Court Opinion

ID: 1615547
Source: CourtListenerOpinion
Date Created: 2013-10-30 06:56:33.830403+00
Date Added: 2024-06-11T09:04:37.714995
License: Public Domain

502 So.2d 1008 (1987)
Michael Lanis TANNER, a/k/a Mickey Tanner, Appellant,
v.
STATE of Florida, Appellee.
No. 87-192.
District Court of Appeal of Florida, Second District.
February 20, 1987.
PER CURIAM.
Michael Tanner appeals from the summary denial of his motion for postconviction relief. We affirm.
The present motion is the second filed by Tanner since his 1983 conviction and subsequent appeal, but the first motion to raise a claim of ineffective assistance of counsel. Rather than address the merits of the motion, the court found that it constituted an abuse of the procedures set forth in Florida Rule of Criminal Procedure 3.850 because Tanner failed to state any basis for failing to raise the claim of ineffective counsel in his first motion.

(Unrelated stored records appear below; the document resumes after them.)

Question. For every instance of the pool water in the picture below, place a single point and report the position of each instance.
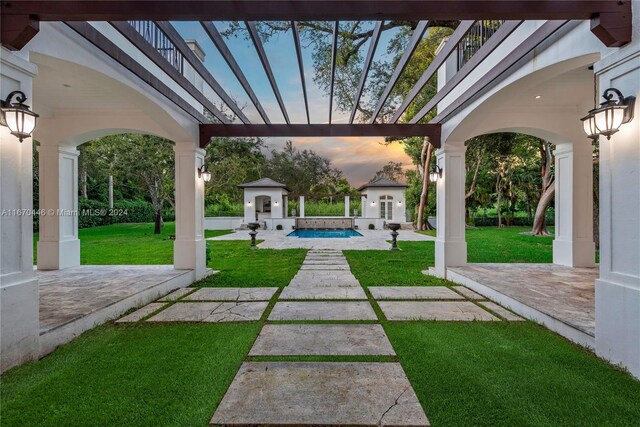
(324, 233)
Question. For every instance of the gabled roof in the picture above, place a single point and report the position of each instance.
(263, 183)
(383, 183)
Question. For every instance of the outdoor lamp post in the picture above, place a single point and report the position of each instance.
(394, 227)
(17, 116)
(610, 115)
(435, 174)
(253, 226)
(204, 173)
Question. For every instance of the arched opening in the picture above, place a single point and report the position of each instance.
(263, 207)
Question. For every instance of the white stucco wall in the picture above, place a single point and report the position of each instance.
(371, 208)
(277, 202)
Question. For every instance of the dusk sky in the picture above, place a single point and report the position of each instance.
(358, 158)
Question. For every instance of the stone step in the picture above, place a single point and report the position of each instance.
(323, 293)
(322, 340)
(320, 394)
(323, 310)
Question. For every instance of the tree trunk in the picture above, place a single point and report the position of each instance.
(158, 223)
(540, 220)
(84, 185)
(427, 150)
(548, 191)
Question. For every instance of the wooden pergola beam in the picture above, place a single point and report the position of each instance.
(334, 57)
(402, 64)
(264, 60)
(173, 35)
(208, 131)
(373, 44)
(296, 42)
(612, 25)
(222, 47)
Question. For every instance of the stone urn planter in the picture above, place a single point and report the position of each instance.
(253, 226)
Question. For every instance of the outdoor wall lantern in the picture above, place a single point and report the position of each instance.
(435, 174)
(204, 173)
(17, 116)
(610, 115)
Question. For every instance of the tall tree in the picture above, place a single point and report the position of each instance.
(547, 190)
(304, 171)
(140, 161)
(392, 170)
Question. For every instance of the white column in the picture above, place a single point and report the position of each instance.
(19, 304)
(573, 245)
(189, 248)
(58, 243)
(618, 288)
(450, 245)
(346, 206)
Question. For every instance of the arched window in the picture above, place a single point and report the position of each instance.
(386, 207)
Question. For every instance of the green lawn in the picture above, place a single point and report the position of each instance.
(142, 375)
(510, 374)
(240, 265)
(486, 244)
(126, 244)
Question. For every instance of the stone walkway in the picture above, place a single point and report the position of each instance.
(323, 312)
(370, 240)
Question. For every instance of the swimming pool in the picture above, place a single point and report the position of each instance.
(324, 233)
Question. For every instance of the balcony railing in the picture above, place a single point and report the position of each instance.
(156, 38)
(475, 38)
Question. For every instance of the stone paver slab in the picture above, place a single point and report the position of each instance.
(501, 311)
(324, 310)
(140, 313)
(232, 294)
(325, 292)
(322, 340)
(281, 393)
(413, 292)
(324, 267)
(211, 312)
(469, 293)
(434, 310)
(178, 293)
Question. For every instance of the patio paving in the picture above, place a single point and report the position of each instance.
(322, 340)
(370, 240)
(413, 293)
(323, 310)
(469, 293)
(176, 295)
(211, 312)
(562, 293)
(323, 293)
(232, 294)
(501, 311)
(329, 393)
(72, 293)
(434, 310)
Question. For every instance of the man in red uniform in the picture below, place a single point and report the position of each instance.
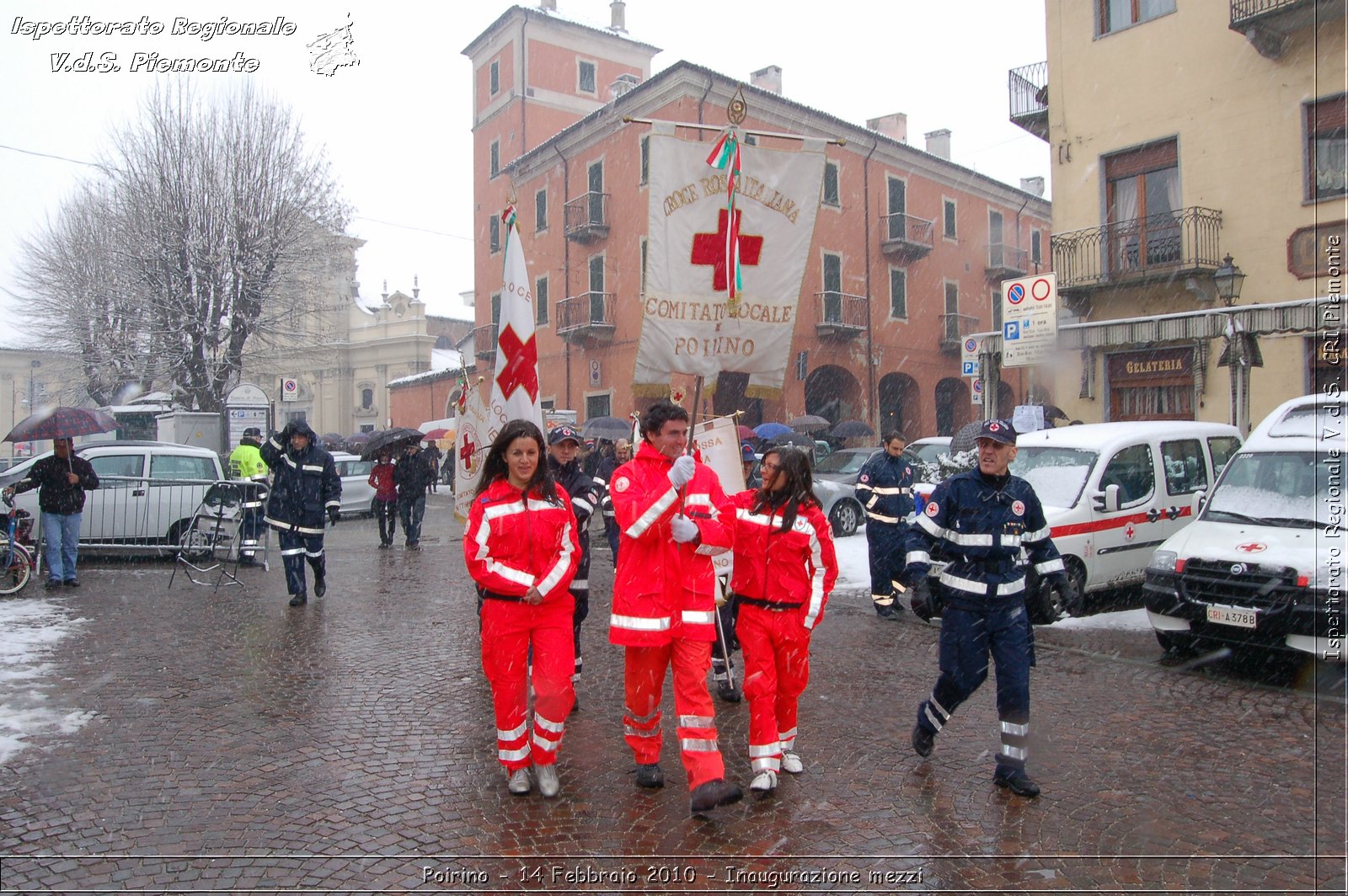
(665, 601)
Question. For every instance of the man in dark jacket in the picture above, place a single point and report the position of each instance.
(564, 445)
(885, 489)
(61, 482)
(413, 477)
(305, 485)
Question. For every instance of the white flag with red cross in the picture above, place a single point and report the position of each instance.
(516, 379)
(698, 242)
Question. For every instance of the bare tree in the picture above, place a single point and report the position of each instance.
(213, 224)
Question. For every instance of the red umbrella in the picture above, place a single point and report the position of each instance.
(61, 424)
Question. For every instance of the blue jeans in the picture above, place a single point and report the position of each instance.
(411, 512)
(61, 532)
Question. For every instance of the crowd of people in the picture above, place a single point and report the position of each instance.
(665, 518)
(527, 549)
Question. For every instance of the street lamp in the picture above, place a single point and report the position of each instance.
(1228, 280)
(1242, 350)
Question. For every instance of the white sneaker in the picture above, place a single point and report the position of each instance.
(765, 781)
(548, 783)
(519, 781)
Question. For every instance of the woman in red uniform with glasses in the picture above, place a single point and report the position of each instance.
(785, 569)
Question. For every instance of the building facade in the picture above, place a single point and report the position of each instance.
(1184, 135)
(907, 255)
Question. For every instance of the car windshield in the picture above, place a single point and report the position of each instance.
(929, 451)
(1057, 473)
(842, 462)
(1273, 488)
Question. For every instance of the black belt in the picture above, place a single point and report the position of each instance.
(494, 596)
(991, 568)
(768, 605)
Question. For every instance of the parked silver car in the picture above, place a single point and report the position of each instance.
(357, 495)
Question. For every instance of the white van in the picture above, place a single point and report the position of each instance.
(146, 498)
(1264, 563)
(1114, 492)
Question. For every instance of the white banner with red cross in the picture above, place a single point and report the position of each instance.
(687, 325)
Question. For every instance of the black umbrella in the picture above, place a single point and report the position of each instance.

Prior to a 1984 amendment, rule 3.850 provided that "[t]he sentencing court shall not be required to entertain a second or successive motion for similar relief on behalf of the same prisoner." In McCrae v. State, 437 So.2d 1388 (Fla. 1983), the supreme court interpreted this provision as barring only motions based on the same or similar grounds presented in a previous motion, and only then where the first motion was adjudicated on its merits. The court found no procedural impediment to successive motions stating substantially different legal grounds. However, effective January 1, 1985, rule 3.850 was amended to allow dismissal of successive motions "if the judge finds that [the second motion] fails to allege new or different grounds for relief and the prior determination was on the merits or, if new and different grounds were alleged, the judge finds that the failure of the movant or his attorney to assert those grounds in a prior motion constituted an abuse of the procedure governed by these rules." The supreme court has held that this rule change now imposes upon prisoners filing successive motions the affirmative duty of demonstrating why the grounds therein were not contained in the first motion. Christopher v. State, 489 So.2d 22 (Fla. 1986); Witt v. State, 465 So.2d 510 (Fla. 1985). This amendment, because it was procedural in nature only, is retroactive. Stewart v. State, 495 So.2d 164 (Fla. 1986).
*1009 Because Tanner made no effort to justify his filing of a second motion raising additional grounds for relief, the trial court properly denied the motion. The order of the trial court is affirmed without prejudice to Tanner to file an amended motion setting forth any reasons he may have for his failure to include all his arguments in a single motion.
CAMPBELL, A.C.J., and SCHOONOVER and HALL, JJ., concur.